A global battery boom, driven by growing demand for electric cars, has Canadian miner RNC Minerals is in talks with commodity traders, mine operators and financiers to help secure $1.24 billion to build the world’s biggest nickel and cobalt project next year.
The need for batteries in electric vehicles is pushing prices higher for such key ingredients as nickel and cobalt and encouraging miners to accelerate development plans.
Conditions are right to build Dumont in the Canadian province of Quebec, said RNC. With 3.15 million tonnes of nickel sulphide and 126,000 tonnes of cobalt, it is the largest undeveloped reserve of both metals in the world, the Toronto-based company said on Jan. 15, citing S&P Global Market Intelligence data.

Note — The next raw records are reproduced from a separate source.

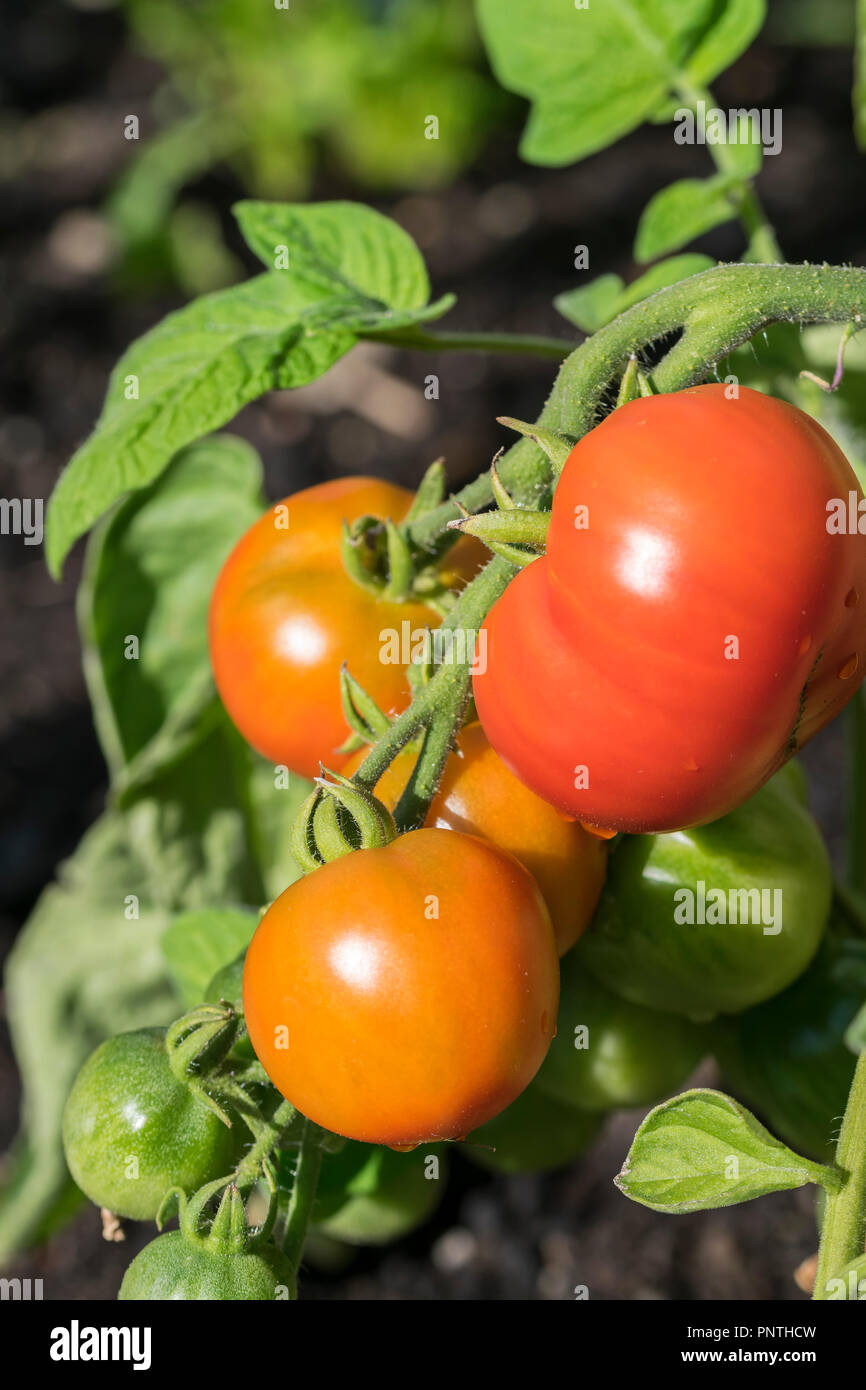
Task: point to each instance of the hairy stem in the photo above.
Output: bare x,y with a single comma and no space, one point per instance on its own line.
713,312
844,1228
520,345
303,1193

RNC, which changed its name from Royal Nickel in 2016, is in talks with large Japanese trading houses, companies that offer “streaming” deals and miners interested in off-take arrangements to feed their smelters, said Chief Executive Mark Selby in an interview.

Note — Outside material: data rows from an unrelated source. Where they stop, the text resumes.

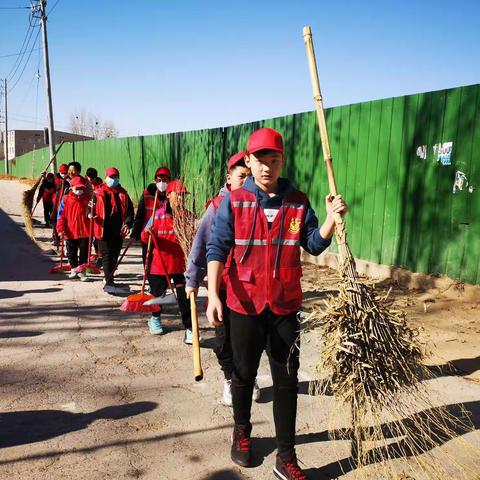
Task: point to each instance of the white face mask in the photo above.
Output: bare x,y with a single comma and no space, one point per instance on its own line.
162,186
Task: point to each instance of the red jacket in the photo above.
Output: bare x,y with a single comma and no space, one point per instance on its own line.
265,268
100,195
169,255
73,221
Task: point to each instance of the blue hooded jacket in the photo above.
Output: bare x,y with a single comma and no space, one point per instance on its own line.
222,237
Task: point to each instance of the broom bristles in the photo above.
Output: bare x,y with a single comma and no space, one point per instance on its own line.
88,268
60,269
372,360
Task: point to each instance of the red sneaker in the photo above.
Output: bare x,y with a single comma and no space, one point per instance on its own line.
241,451
288,469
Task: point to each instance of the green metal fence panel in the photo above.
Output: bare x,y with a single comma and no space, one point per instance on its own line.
407,166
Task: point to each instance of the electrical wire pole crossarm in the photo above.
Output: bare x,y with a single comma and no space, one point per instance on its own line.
51,129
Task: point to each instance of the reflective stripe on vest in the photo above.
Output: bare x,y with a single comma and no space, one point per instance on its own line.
239,241
244,204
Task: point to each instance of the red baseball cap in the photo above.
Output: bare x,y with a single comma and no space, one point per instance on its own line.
111,171
234,159
265,139
77,182
176,186
163,171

Streaming deals offer miners upfront cash in exchange for future production at a discounted, fixed price.
“We have a clear path to secure financial backing,” said Selby.
Lithium batteries, which contain cobalt and high-grade nickel, power electric vehicles for automakers ranging from Tesla to General Motors.

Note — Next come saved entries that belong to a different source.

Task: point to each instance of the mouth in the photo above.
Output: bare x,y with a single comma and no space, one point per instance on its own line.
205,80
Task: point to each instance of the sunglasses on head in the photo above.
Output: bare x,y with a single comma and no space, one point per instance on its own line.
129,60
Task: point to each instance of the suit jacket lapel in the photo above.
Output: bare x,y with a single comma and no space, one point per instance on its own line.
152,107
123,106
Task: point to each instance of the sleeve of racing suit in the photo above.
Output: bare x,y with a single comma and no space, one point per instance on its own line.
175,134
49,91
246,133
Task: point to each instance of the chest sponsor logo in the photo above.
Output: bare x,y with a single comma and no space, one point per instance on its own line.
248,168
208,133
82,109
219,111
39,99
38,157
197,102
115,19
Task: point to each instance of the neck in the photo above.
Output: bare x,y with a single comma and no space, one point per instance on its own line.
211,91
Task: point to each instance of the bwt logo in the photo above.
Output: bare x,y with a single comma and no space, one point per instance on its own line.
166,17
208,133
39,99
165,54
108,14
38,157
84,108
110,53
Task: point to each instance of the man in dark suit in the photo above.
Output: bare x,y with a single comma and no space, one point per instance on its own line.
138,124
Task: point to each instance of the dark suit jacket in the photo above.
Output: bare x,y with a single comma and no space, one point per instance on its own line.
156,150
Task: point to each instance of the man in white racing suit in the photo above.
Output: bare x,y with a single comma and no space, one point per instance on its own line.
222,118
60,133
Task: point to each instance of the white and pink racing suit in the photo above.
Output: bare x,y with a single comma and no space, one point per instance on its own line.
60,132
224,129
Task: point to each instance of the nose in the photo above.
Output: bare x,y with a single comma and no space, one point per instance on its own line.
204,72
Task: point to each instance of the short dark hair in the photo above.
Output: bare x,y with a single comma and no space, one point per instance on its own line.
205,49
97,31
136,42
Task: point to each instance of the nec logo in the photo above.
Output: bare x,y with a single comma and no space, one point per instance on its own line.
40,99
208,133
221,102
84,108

RNC is not yet in direct talks with battery makers or car companies, but is open to those discussions, Selby said.
UBS estimates 15 million electric vehicles will be on the road by 2025, lifting nickel demand by 300,000-900,000 tonnes, or by some 10-40 per cent of the current market.
Analysts at CRU Group forecast the battery sector will need more than 75,000 tonnes of cobalt a year by 2025, up from around 41,000 tonnes in 2016. In the past six months, nickel prices have climbed 38 per cent and cobalt 27 per cent.
RNC is also seeking debt financing to fund half the development cost, he said, and expects to complete financing deals late this year and start the two-year construction project in 2019.
RNC owns 50 per cent of Dumont with private equity firm Waterton Global Resource Management holding the remainder.
Cobalt is mainly mined in the war-torn Democratic Republic of Congo. The market is dominated by Glencore, which produced more than 28,000 tonnes in 2016 and agreed to sell up to 20,000 tonnes of cobalt to a Chinese battery maker.
Analysts at Macquarie Research expect cobalt deficits of 885 tonnes this year, 3,205 in 2019 and 5,340 in 2020.
BMO forecasts a 36,000-tonne nickel deficit in 2018 and sees demand for nickel used in electric car batteries to grow by 215,000 tonnes by 2025, about 10 per cent of the current market size.